ECLI:NL:HR:2000:AA5543
Hoge Raad
- Cassatie
- Korthals Altes
- Zuurmond
- Pos
- Rechtspraak.nl
Discriminatie van niet-werkenden in belastingwetgeving en de rechtvaardiging van ongelijke behandeling
In deze zaak gaat het om een beroep in cassatie van belanghebbende X, wonende in Canada, tegen een uitspraak van het Gerechtshof te Leeuwarden van 11 december 1998. De zaak betreft een aanslag inkomstenbelasting/premie volksverzekeringen voor het jaar 1995, waarbij de Inspecteur een belastbaar inkomen van f 44.435,-- had vastgesteld. Na bezwaar van belanghebbende handhaafde de Inspecteur de aanslag, waarna belanghebbende in beroep ging bij het Hof. Het Hof bevestigde de uitspraak van de Inspecteur, waarop belanghebbende cassatie instelde.

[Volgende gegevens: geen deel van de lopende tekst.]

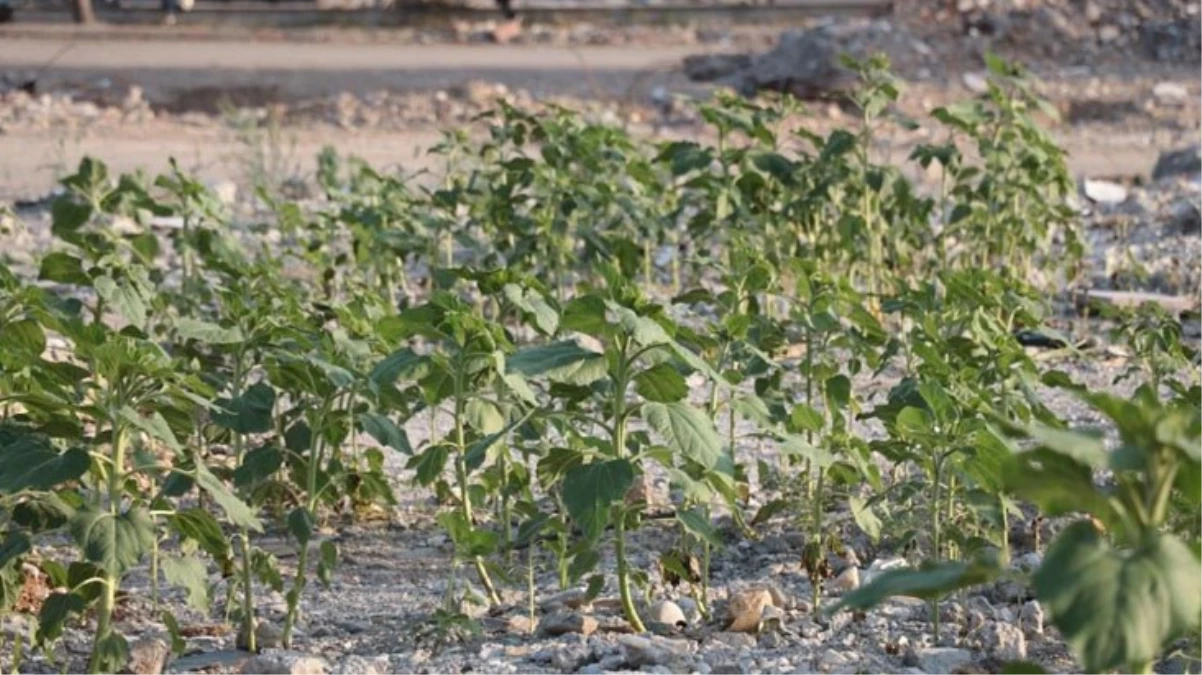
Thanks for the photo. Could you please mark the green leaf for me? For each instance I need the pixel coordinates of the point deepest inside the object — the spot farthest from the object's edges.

De Hoge Raad beoordeelt de klachten van belanghebbende, die onder andere stellen dat het hoge arbeidskostenforfait voor werkenden in vergelijking met het lage forfait voor niet-werkenden, alsook de vrijstelling voor rente uit spaarloonregelingen, discriminatie van niet-werkenden oplevert. De Hoge Raad overweegt dat deze klachten een beroep doen op de onverenigbaarheid van de wettelijke regelingen met artikel 26 van het Internationaal Verdrag inzake burgerrechten en politieke rechten (IVBPR) en artikel 14 van het Europees Verdrag voor de Rechten van de Mens (EVRM) in verbinding met artikel 1 van Protocol 1.

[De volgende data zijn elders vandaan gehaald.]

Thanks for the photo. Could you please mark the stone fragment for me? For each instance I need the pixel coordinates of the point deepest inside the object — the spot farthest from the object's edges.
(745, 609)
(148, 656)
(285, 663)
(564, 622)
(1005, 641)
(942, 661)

De Hoge Raad concludeert dat het verschil in behandeling tussen werkenden en niet-werkenden gerechtvaardigd is, omdat het arbeidskostenforfait is ontworpen om de werkelijke arbeidskosten van belastingplichtigen te benaderen. Dit verschil is gebaseerd op het uitgangspunt dat niet-werkenden geen kosten maken voor het verwerven van arbeidsinkomsten. De wetgever heeft bovendien een prikkel willen creëren voor niet-actieven om de arbeidsmarkt te betreden door werkenden een voordeel te geven.

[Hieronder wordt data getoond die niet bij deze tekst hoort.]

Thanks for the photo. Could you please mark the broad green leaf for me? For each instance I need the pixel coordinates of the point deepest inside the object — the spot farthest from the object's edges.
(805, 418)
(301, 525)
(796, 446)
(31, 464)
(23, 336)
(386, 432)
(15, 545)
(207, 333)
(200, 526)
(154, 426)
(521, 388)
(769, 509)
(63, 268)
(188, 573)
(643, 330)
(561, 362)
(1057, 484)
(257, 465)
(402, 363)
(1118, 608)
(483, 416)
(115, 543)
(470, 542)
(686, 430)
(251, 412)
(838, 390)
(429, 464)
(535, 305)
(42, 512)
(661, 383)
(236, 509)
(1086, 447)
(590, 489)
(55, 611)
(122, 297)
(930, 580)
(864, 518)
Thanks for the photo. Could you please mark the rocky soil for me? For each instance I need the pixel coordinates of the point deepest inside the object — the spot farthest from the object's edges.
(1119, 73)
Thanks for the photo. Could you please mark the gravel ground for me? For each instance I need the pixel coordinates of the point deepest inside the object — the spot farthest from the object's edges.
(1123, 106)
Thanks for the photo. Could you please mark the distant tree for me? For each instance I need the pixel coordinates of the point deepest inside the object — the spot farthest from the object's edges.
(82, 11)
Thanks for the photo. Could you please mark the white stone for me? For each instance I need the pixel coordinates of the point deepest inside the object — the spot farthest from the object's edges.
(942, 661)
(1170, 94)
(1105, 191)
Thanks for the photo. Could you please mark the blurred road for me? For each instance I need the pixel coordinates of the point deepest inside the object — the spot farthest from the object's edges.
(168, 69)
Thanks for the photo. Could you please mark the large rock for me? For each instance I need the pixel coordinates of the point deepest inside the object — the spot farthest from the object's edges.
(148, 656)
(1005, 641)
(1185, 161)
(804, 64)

De Hoge Raad verwerpt het beroep van belanghebbende, omdat de klachten niet tot cassatie kunnen leiden. De Hoge Raad acht geen termen aanwezig voor een veroordeling in de proceskosten. Dit arrest is op 19 april 2000 vastgesteld en openbaar uitgesproken door de vice-president Korthals Altes, samen met de raadsheren Zuurmond en Pos, in tegenwoordigheid van de waarnemend griffier Fase.